He refers to the UN convention on the rights of persons with disabilities of 2006.
In England and Wales, the situation is materially worse, primarily because secrecy of the judicial system has allowed widespread malpractice to develop, as revealed last week by Professor Jane Ireland’s report on psychological expert reports. A good example of that is Rachel Pullen’s case, which is currently grinding through the Strasbourg court. Her daughter was removed and adopted, although there were no hearings at which any of the evidence was challenged, because the psychologist appointed to assess her deemed her too stupid to instruct a solicitor. That was clearly not true, as was determined by a later psychological report. However, it was too late. The psychologist said she was incapable of instructing a solicitor. The Official Solicitor came in as her litigation friend and conceded the case against her on paper and there was no hearing. At her appeal, I made two important points for which the court criticised me.

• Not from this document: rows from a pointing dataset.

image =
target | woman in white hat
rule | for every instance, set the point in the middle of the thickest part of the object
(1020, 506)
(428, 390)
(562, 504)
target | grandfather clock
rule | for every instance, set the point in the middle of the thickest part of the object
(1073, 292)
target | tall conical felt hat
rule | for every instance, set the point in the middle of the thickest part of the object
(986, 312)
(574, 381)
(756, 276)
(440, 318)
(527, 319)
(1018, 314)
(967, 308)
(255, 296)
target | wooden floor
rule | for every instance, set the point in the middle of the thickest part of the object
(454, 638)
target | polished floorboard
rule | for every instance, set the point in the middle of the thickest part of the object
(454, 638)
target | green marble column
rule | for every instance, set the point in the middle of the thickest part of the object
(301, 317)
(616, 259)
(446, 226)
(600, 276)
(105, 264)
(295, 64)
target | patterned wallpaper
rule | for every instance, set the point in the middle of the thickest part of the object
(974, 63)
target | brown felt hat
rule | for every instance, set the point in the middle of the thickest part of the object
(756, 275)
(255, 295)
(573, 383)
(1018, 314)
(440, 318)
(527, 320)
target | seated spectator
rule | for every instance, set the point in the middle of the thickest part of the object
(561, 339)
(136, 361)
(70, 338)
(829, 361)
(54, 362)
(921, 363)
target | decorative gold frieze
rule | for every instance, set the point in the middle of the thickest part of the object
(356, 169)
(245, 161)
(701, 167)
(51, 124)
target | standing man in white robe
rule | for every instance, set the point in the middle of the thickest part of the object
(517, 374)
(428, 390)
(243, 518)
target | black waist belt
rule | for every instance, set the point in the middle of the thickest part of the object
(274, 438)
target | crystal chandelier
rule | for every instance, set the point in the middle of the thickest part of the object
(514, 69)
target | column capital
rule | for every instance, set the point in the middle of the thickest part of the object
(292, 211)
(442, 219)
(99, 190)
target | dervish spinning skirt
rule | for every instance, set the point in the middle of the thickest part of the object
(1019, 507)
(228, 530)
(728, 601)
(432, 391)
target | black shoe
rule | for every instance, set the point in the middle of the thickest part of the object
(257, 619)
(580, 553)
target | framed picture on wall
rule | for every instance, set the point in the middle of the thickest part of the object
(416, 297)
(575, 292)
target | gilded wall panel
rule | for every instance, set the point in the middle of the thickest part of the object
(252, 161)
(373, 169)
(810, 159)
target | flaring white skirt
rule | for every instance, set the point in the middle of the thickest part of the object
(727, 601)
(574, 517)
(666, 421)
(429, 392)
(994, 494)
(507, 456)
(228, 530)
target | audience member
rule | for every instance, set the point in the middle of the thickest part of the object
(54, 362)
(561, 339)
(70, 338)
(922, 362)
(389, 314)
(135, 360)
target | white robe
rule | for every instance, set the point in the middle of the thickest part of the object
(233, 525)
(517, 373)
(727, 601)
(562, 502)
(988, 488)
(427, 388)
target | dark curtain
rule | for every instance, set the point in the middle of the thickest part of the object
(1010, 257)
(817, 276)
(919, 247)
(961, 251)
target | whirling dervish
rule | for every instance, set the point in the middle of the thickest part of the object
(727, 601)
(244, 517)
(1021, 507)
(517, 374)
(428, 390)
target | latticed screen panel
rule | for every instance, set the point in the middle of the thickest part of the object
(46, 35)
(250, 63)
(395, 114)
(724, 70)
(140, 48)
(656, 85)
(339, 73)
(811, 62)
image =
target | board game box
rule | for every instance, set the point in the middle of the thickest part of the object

My first point was that the system allows the local authority to veto the appointment of an expert, thus making the expert financially beholden to the local authority. Professor Ireland’s report revealed that the overwhelming majority of experts in the family courts made most, if not all, their income from writing expert reports. Parents only instruct an expert once, but the local authority does so continually. That creates a complacent environment in which experts frequently write the report the local authority would wish to see—well, those experts who drive Ferraris, Porsches and Formula 1 motor cars do anyway.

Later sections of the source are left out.